Sling Blade Runner

ITA Software could be an interesting place to work at. They sure have some interesting puzzles on their career site serving as tools for resume selection / recruitment. One of such puzzles has just gone to their archives which is a big green flag for an open discussion.

The puzzle is called Sling Blade Runner, and it is specified as follows:

"How long a chain of overlapping movie titles, like Sling Blade Runner, can you find?"

Use the following listing of movie titles: MOVIES.LST. Multi-word overlaps, as in "License to Kill a Mockingbird," are allowed. The same title may not be used more than once in a solution. Heuristic solutions that may not always produce the greatest number of titles will be accepted: seek a reasonable tradeoff of efficiency and optimality.

Let's go and try to solve it!

The General Algorithm

The task suggests a reduction to the graph-traversal domain. By translating the specification to a bit more technical level, we can lay ground for an actual implementation. The highest level description of the proposed solution is as follows:

1. Take the input of a set S of sentences

2. Build the overlap-graph D of S which is a directed graph D(V, A); where

   • V=S,
   • A = {arc(s1, s2) if s2 overlaps s1 and both elements of S}

3. Find the longest (vertex disjoint) path P in D

4. Output P

Breaking down above steps takes us more closer to an actual realization. Following are the main steps in greater detail:

1. Take the input

The input is given as a stream of sentences (titles) separated by line breaks, where

• a sentence is a non-empty sequence of words separated by non-breaking whitespace, and
• a word is a non-empty sequence of non-whitespace characters.

For simplicity we won't care too much about different character sets and encodings and casing, and let the implementation environment decide about the proper meaning of whitespaces and characters.

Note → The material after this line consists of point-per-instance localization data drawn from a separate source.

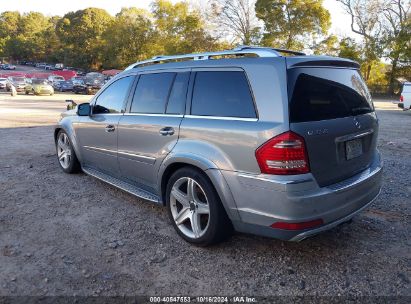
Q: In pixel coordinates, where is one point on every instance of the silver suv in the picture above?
(246, 139)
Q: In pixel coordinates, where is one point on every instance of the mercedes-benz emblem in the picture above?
(357, 123)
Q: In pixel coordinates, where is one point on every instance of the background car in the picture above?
(18, 82)
(39, 87)
(55, 78)
(405, 98)
(8, 66)
(64, 86)
(91, 84)
(5, 84)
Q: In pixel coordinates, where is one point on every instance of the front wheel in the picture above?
(65, 153)
(195, 209)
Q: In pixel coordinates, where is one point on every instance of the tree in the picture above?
(365, 18)
(396, 27)
(131, 37)
(237, 19)
(81, 32)
(180, 29)
(348, 48)
(292, 24)
(9, 27)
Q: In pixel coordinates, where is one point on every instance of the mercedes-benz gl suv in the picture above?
(248, 140)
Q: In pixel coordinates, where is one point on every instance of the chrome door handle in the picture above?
(167, 131)
(110, 128)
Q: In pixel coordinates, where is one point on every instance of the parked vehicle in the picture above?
(280, 146)
(92, 82)
(18, 82)
(64, 86)
(405, 97)
(77, 80)
(5, 84)
(39, 87)
(8, 66)
(54, 79)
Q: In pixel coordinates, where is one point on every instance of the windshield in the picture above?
(324, 93)
(40, 81)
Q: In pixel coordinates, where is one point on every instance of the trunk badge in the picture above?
(357, 123)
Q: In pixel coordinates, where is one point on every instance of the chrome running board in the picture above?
(134, 190)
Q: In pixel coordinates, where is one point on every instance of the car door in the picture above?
(97, 133)
(149, 129)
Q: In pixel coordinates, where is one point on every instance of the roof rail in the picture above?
(238, 51)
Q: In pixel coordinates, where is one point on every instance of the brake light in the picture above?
(284, 154)
(297, 226)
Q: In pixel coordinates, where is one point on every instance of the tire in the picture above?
(66, 155)
(198, 215)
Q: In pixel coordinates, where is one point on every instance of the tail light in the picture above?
(284, 154)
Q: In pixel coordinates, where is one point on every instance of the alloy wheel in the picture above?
(189, 207)
(64, 150)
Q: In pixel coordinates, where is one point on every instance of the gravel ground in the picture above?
(74, 235)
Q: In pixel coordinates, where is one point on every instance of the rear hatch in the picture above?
(330, 106)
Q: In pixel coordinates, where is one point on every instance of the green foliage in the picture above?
(292, 24)
(81, 32)
(179, 29)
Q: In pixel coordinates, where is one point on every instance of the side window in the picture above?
(152, 93)
(177, 101)
(112, 98)
(222, 93)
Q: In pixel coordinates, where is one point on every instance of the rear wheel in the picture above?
(195, 208)
(65, 153)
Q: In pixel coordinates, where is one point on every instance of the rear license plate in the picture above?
(353, 148)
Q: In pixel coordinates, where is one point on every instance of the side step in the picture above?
(122, 185)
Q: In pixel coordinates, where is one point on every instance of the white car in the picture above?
(405, 98)
(53, 79)
(5, 84)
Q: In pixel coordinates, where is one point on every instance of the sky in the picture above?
(340, 20)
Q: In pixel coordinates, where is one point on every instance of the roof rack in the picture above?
(238, 51)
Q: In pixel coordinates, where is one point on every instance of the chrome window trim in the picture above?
(153, 114)
(221, 117)
(99, 149)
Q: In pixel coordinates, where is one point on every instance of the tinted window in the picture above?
(113, 97)
(152, 93)
(222, 94)
(320, 94)
(176, 102)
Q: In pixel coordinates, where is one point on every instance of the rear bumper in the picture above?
(263, 200)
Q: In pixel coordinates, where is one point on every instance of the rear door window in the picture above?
(177, 101)
(223, 94)
(152, 93)
(325, 93)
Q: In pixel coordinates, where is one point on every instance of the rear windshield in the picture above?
(326, 93)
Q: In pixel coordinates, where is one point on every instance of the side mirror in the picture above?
(84, 109)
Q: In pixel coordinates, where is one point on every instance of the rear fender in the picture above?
(209, 168)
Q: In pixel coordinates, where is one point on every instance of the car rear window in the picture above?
(223, 94)
(326, 93)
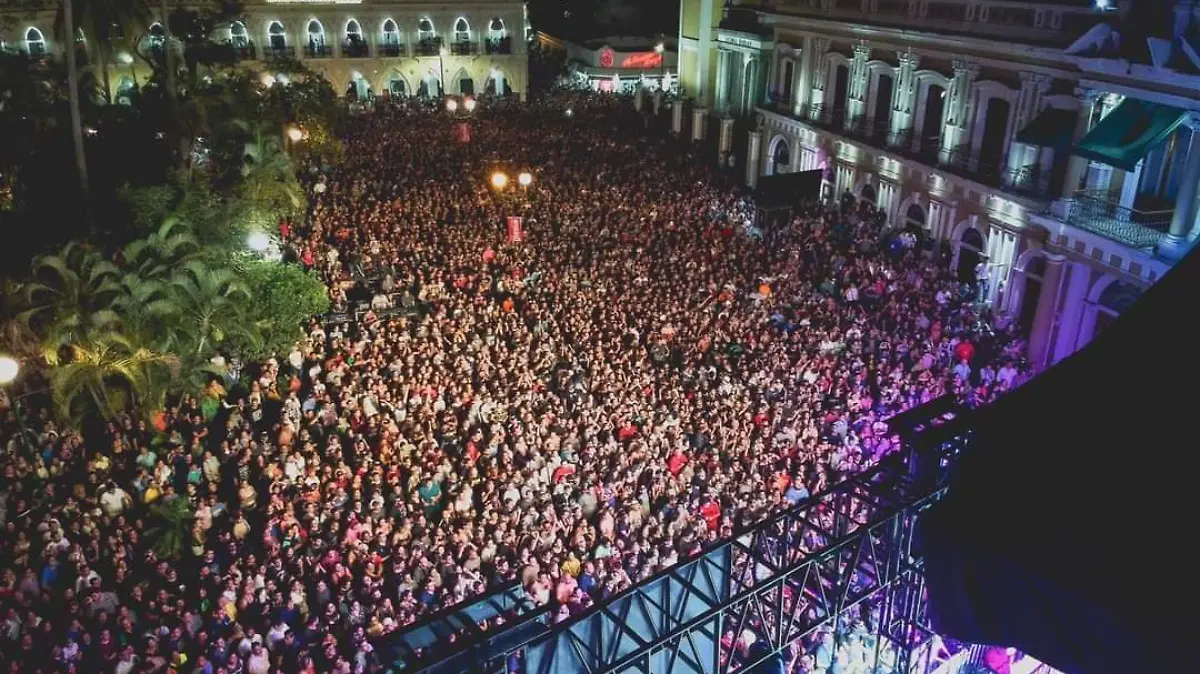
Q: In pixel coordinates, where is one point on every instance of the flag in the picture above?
(515, 229)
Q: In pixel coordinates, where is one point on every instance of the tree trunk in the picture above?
(76, 115)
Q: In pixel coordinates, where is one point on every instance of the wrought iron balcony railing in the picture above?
(279, 53)
(429, 47)
(1101, 214)
(318, 52)
(499, 46)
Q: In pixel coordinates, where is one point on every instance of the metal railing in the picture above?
(355, 49)
(499, 46)
(318, 52)
(1099, 214)
(279, 53)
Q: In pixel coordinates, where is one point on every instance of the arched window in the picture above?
(35, 43)
(496, 29)
(238, 36)
(276, 35)
(316, 34)
(425, 29)
(354, 43)
(461, 30)
(390, 32)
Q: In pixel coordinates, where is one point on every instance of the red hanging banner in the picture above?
(515, 229)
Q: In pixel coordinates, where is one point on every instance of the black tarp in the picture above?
(1067, 529)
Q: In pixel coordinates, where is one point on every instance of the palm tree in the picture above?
(208, 305)
(107, 23)
(71, 296)
(172, 527)
(108, 373)
(76, 116)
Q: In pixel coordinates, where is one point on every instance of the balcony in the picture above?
(318, 52)
(868, 131)
(499, 46)
(280, 53)
(1101, 212)
(429, 47)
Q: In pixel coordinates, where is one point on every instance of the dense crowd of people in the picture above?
(639, 377)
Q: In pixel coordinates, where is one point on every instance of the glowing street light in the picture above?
(258, 242)
(9, 369)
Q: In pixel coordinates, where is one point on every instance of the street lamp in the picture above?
(9, 369)
(258, 241)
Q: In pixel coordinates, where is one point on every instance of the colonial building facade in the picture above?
(1056, 143)
(363, 47)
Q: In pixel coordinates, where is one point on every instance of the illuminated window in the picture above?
(390, 32)
(316, 34)
(353, 32)
(425, 29)
(496, 29)
(276, 35)
(35, 43)
(238, 36)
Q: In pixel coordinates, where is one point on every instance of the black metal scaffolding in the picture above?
(834, 573)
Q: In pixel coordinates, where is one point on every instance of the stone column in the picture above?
(803, 79)
(958, 113)
(859, 82)
(1078, 166)
(1047, 311)
(725, 143)
(699, 122)
(820, 72)
(1029, 104)
(754, 150)
(905, 95)
(1176, 244)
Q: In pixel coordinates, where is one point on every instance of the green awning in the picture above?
(1128, 133)
(1051, 128)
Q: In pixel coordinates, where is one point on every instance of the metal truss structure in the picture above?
(835, 578)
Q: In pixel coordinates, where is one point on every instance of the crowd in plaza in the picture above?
(639, 377)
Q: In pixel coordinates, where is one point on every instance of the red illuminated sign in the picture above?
(643, 60)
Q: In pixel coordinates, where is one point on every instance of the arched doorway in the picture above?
(1114, 301)
(780, 156)
(1035, 275)
(868, 194)
(396, 85)
(358, 89)
(497, 84)
(970, 254)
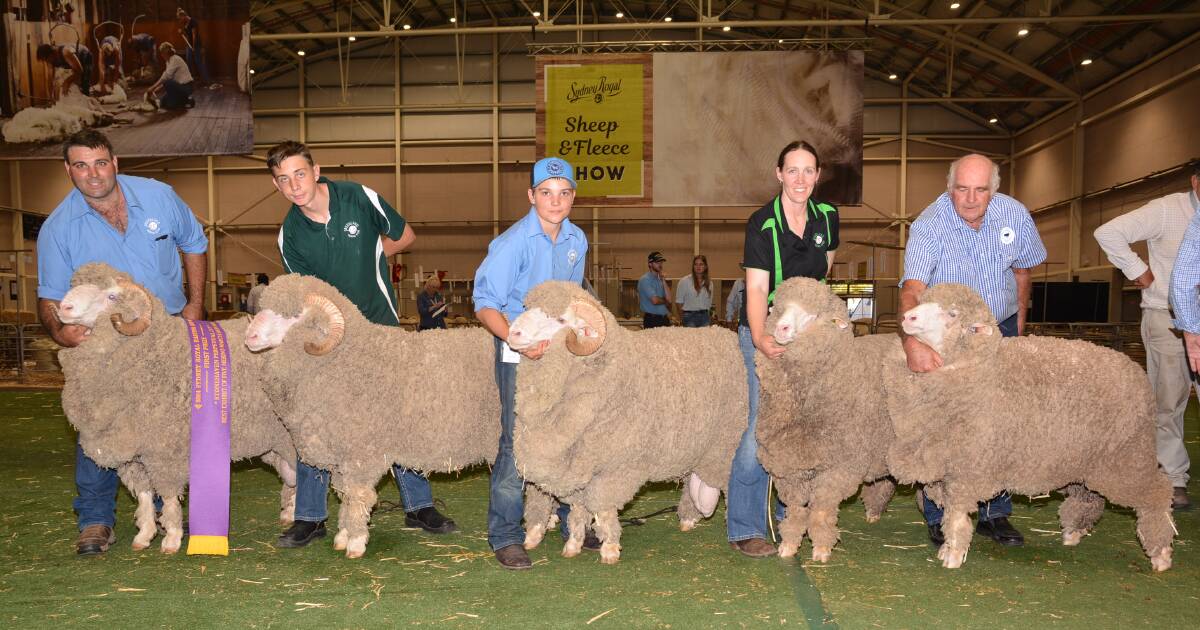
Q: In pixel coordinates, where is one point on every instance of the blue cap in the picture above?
(551, 167)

What we do care about is that the input can possibly containt empty sentences that we ignore and multiple instances of the same sentence which we treat as a single value. Note that a sentence does not contain any of the whitespaces which appeared in the original line of input.

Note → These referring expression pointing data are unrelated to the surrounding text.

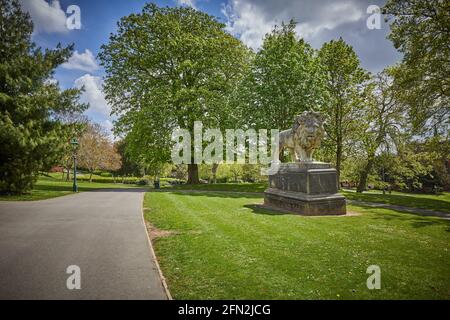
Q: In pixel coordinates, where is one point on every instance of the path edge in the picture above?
(161, 276)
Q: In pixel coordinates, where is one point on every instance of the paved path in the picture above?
(102, 232)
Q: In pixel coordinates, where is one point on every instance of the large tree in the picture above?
(96, 151)
(420, 29)
(30, 104)
(346, 87)
(166, 68)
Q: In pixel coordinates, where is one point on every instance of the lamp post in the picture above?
(74, 143)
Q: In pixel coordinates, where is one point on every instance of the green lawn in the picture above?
(224, 246)
(439, 202)
(52, 186)
(237, 187)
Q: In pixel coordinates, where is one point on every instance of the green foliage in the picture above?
(30, 104)
(166, 68)
(285, 79)
(345, 85)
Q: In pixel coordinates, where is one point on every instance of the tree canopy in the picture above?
(166, 68)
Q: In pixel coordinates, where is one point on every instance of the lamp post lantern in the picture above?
(74, 143)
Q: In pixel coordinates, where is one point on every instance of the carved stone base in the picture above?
(305, 188)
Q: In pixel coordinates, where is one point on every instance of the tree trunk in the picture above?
(338, 162)
(193, 174)
(364, 174)
(214, 172)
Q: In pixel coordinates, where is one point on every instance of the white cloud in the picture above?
(84, 61)
(47, 17)
(93, 94)
(250, 20)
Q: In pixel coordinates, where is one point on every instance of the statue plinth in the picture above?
(306, 188)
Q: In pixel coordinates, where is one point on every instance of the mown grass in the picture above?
(235, 187)
(225, 246)
(436, 202)
(439, 202)
(52, 186)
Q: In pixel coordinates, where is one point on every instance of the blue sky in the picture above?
(249, 20)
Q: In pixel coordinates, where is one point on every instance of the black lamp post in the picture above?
(74, 143)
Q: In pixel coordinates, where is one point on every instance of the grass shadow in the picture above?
(215, 194)
(262, 209)
(416, 220)
(401, 200)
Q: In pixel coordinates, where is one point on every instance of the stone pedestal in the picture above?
(306, 188)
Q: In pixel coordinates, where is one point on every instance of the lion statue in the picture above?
(304, 136)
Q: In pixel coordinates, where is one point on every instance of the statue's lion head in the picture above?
(308, 129)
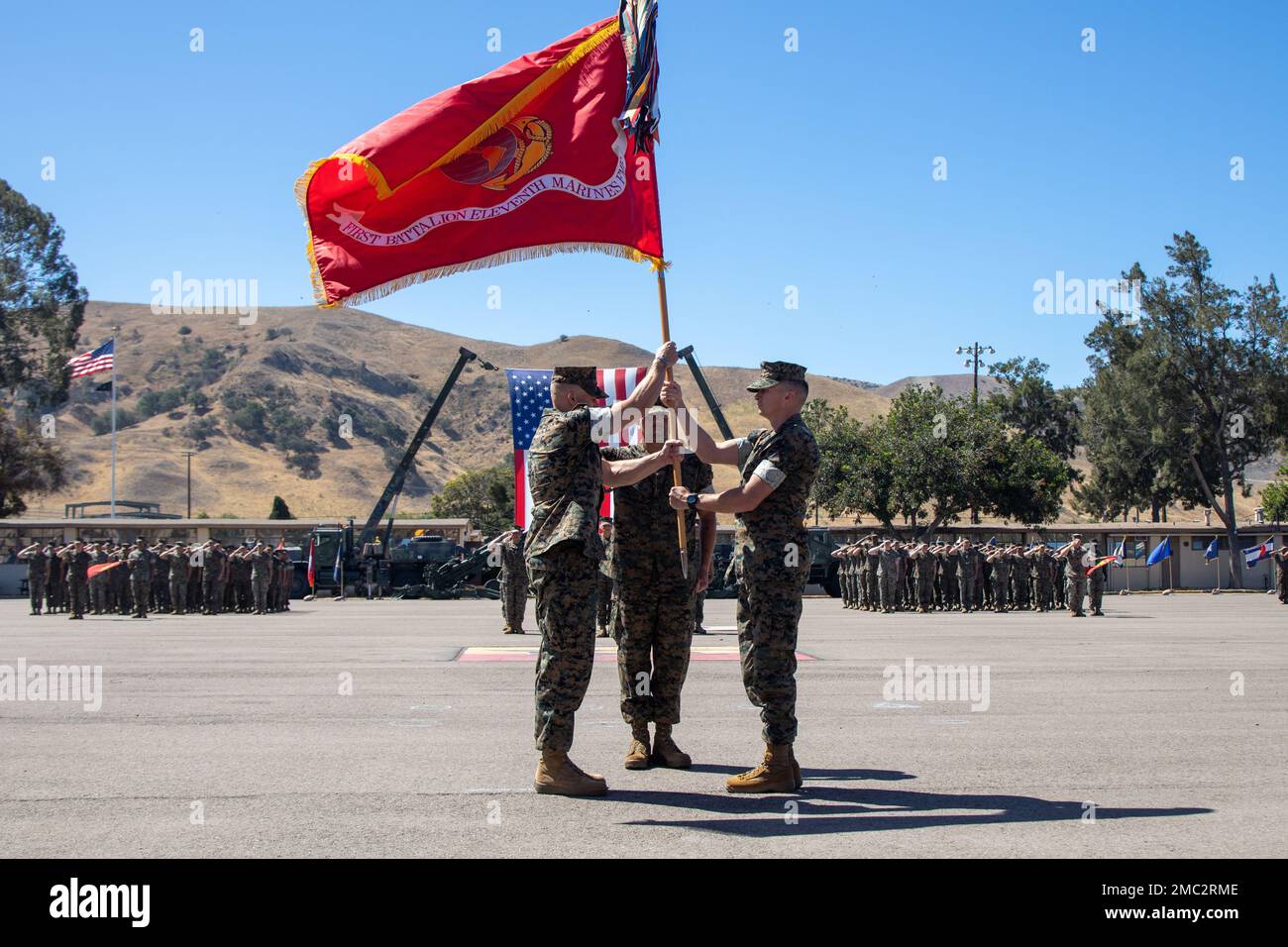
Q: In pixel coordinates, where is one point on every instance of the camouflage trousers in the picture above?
(1043, 592)
(889, 585)
(140, 590)
(1096, 592)
(768, 618)
(1074, 591)
(77, 596)
(178, 595)
(1000, 590)
(653, 637)
(1020, 591)
(514, 598)
(259, 587)
(563, 581)
(37, 587)
(925, 590)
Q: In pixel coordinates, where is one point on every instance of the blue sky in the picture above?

2. Build the overlap-graph

The meaning of "overlapping" is outlined in the original description of the task. A more formal definition would be that the sentence s2 overlaps sentence s1 iff any of the (non-empty) suffixes of s1 (including s1) is the prefix of s2 (including s2), where s1 is not s2.

The overlap-graph D then is made up by enumerating each possible p=(s1, s2) pair of S and putting an arc (s1, s2) into D for each p if s2 overlaps s1.

3. Find longest path

An L-long vertex disjoint path in the directed graph G is a sequence of vertices v[1], v[2], ..., v[L-1], v[L] with the following properties:

• for each 1 <= i <= L, i != j it holds thats v[i] != v[j]
• for each 1 <= i < L it holds that v[i] is the predecessor of v[i+1] in G (ie. there is an arc (v[i], v[i+1]) in G)

The longest vertex disjoint path P from a source vertex v in G is found by the following BFS-like recursive algorithm:

let n = the source of the search, initially n = v
let visited = vertices already visited by the algorithm, initially empty
define function longest_path(G, n, visited) as
   if n is in visited then 
       return empty_list
   for each successor m of n do
       path_candidates[m] = longest_path(G, m, visited ++ n)
   let mpc = one of the longest paths in path_candidates
   return v ++ mpc // the list of nodes on one of the longest paths from n in G

To get the global longest path GLP in D, one of the best results of longest_path(D, n, empty_list) over each n in D must be chosen.

The "one of..." clauses are present because two distinct paths can have the same length.

4. Write output

Print vertices of GLP each vertex on a line.

5. Test

Distinct parts of the algorithm can be tested as separate units: overlap-detection, termination-of-traversal in a cyclic graph, proper graph-building, etc. -- but I'm gonna skip describing those. As far as testing the whole algorithm goes I'm only interested in two things:

• That any results fed back to the input are given back unchanged.
• That I would pick the most naive benchmark implementation and every optimization is subject give the same results as this benchmark.

These are the main concerns regarding the evolution of my implementations. I will present actual implementations in future posts, but I won't talk about testing: publishing of any code will imply a that it has passed above tests.